We’re All Cowards
This blog contains two stories of courage. One I know is inspiring because it is Jeremy Renner’s experience of being run over and crushed on asphalt and ice by a 14,000 pound snowcat “grooming” machine, technically dying and then coming back from it all. What Renneer knew, before the event, and what I have learned is that courage would not exist without fear. In an evolutionary sense, then, the title of this blog is far from derogatory. Fear is what kept us alive for 300,000 years and our instincts are all fear-based. In fact all mammals have this at their core — but only humans struggle with it psychologically — and do we ever. Every psychological affliction, from addiction to dissociative disorders to everything and anything in between starts with fear. And in the world today with social media and current events, fear is spreading at a rate never seen before.
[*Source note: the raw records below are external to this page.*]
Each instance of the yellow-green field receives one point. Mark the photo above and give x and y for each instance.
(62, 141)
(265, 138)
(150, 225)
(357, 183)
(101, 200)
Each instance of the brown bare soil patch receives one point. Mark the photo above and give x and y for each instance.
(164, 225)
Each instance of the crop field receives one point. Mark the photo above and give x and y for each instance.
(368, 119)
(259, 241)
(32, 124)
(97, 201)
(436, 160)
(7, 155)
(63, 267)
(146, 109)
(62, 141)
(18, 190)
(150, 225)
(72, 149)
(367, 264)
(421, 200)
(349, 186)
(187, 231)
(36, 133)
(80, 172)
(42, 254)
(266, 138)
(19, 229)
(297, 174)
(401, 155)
So much angst pushed on us, intentionally crafted to grab our attention. Even in my professional realm, admissions, I have seen fear and anxiety far surpass what was once excitement and optimism. We can read not just about our plights, but with AI’s ascent approaching soon about ourselves at any moment. To quote musician Bo Burnham: "Is it necessary that every single person on this planet expresses every single opinion that they have, on every single thing that occurs, all at the same time?” It’s a horrific perfect storm — we have a negative human bias at the deepest level of our minds and we are now inundated by a world drowning in fearful messages.
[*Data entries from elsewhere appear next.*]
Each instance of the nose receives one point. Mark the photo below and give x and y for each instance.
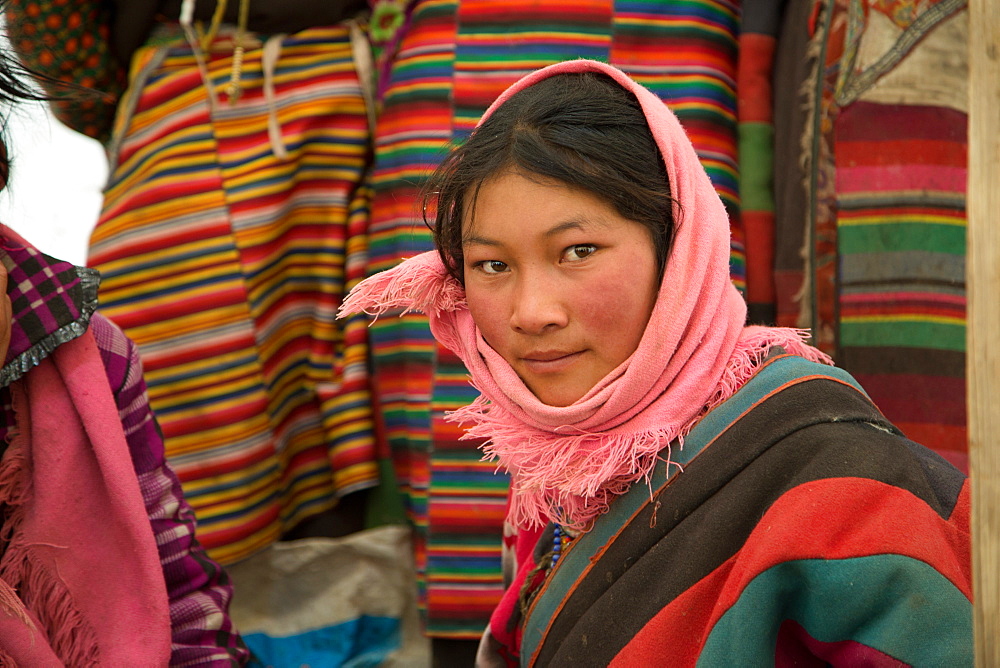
(538, 305)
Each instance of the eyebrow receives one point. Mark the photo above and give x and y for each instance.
(474, 239)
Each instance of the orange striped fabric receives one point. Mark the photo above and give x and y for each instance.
(226, 264)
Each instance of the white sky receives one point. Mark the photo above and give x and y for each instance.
(54, 195)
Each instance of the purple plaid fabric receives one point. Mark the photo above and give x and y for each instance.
(52, 303)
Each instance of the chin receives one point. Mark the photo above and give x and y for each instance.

But we also have courage, and more to this blog, we have a way out of any psychological pain. I mentioned my place in the realm of admissions, we do not have to be afraid of the admissions process because I have seen people excited by it. And these are most often those that puch above their numbers in admissions success. But to any person out there, we also do not have to be afraid of our own minds. Of our own demons. If, and here is the crux of it all, we are willing to compassionately confront them. I hope the beauty that comes with overcoming hardship is evident in Renner and my stories, and more importantly, I hope that you also see that our psychological maladies, no matter how bad they may feel at times, can be overcome.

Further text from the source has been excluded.